Saturday, May 22, 2010
Iran's Seyyed Hossein Nasr explains what's up.
What about the West? At least speaking about philosophy, it seems the West is passing through a kind of paralysis also.
The West is now undergoing a very, very severe intellectual crisis. The reason why people are not aware of it is because of the power of technology and the military might of the West. It is like the end of the Roman Empire. As long as the Roman legends were leading in Libya, nobody thought that something was wrong. It is a very similar situation. Western philosophy is now at a dead end. Even Heidegger said, Western philosophy ends with me. There is a philosophical crisis and a religious crisis as a result of that. After that comes the environmental crisis, which is not solved unless the West changes completely the way it lives, its worldview, and they don’t want to do it. So they use cosmetics all the time. Look at the Gulf of Mexico now. It is a great tragedy of human history. Nobody wants to talk about it. So the West is also experiencing a very, very large crisis, and I’d say it is suicide for us to try to blindly copy the West at this stage.
Are you muslim, Herr Enowning?

I suspect some scholars have probably interpreted Heideggerian ontology as it relates to Islam--. Many westerners don't realize that many muslim scholars, at least initially, were often well-read in the greek philosophers and early scientists and mathematicians . There's a long-standing divide between the muslim clerics, such as Avicenna (I recently wrote something regarding ibn Sina) and Averroes, who upheld something like rational theology--allowing, say Aristotelian logic or neo-platonism to some degree, with some reservations over the...pagan aspects of the greeks--and the muslim mystics who rejected greek rationalism, humanism, if not western science as a whole, and insisted the Koran was sufficient (Al Ghazali the usual example).

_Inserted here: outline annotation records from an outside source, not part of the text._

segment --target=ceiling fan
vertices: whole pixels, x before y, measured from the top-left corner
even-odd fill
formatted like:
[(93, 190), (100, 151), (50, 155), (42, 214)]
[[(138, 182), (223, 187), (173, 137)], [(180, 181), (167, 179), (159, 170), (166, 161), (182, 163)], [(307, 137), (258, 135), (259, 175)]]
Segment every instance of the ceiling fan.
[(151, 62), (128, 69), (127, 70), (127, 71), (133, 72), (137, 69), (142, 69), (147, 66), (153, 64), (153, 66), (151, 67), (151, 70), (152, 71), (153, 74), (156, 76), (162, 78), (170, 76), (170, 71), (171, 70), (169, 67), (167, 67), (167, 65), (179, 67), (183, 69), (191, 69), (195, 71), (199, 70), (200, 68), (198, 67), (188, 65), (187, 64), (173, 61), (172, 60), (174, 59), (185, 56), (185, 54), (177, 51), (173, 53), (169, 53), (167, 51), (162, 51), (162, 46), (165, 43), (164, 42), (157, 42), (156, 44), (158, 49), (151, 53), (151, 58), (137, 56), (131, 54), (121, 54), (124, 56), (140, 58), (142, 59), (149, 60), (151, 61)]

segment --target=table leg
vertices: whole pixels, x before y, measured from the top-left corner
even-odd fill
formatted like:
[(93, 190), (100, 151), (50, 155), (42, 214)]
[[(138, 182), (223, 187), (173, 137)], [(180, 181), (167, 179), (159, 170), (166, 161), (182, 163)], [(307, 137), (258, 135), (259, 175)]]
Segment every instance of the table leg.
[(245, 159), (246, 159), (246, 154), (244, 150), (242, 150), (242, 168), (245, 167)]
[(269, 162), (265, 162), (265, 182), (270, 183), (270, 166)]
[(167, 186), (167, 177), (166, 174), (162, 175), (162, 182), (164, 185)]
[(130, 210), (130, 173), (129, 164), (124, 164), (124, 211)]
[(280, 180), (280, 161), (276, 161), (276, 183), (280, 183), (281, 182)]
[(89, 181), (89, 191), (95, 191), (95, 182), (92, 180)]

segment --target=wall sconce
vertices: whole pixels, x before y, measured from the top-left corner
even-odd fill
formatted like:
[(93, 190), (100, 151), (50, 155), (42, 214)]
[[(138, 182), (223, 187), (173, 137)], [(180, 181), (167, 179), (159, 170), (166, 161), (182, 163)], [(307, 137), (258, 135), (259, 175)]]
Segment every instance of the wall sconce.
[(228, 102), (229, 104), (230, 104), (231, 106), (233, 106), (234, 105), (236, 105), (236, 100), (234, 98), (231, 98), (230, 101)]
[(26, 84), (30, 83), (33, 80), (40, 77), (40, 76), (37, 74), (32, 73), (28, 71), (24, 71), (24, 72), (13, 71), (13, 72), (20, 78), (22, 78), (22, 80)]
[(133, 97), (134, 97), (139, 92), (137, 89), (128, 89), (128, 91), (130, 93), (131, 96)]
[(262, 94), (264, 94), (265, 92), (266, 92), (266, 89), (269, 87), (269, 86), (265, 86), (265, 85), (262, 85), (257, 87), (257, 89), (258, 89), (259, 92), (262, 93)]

Heidegger may not be the most apt representative of greek rationalism anyway--he's not exactly proceeding via categorical logic, euclidian axioms, or even platonic dialogues. But perhaps some clever philo-person could see a type of Islamic occasionalism in Dasein...(and/or the flaws thereof--occasionalism certainly as problematic as rational theology via Aquinas-Aristotelian tradition...).

However quaint and obscure Ibn Sina may seem, his writing seems like Reason itself compared to the school of Al Ghazali (which is I believe one of the orthodox sunni schools)--and the ideas of both ibn Sina and ibn Rushd (Averroes) were featured in western textbooks--usually medicine--even until modern era.
Hi, I am from Australia.

This extraordinary Enlightened Sage affirms that Western philosophy, "religion" and "culture" is very much at a dead end.

As indeed is Islamic and all other cultures too.

These two references introduce His assessment of the situation.



But how can the necessary changes occur? Especially as all of the old "answers" just reinforce the consensus "reality" which has created the situation.

Where does one find the red pill that will permanently cleanse the doors of perception?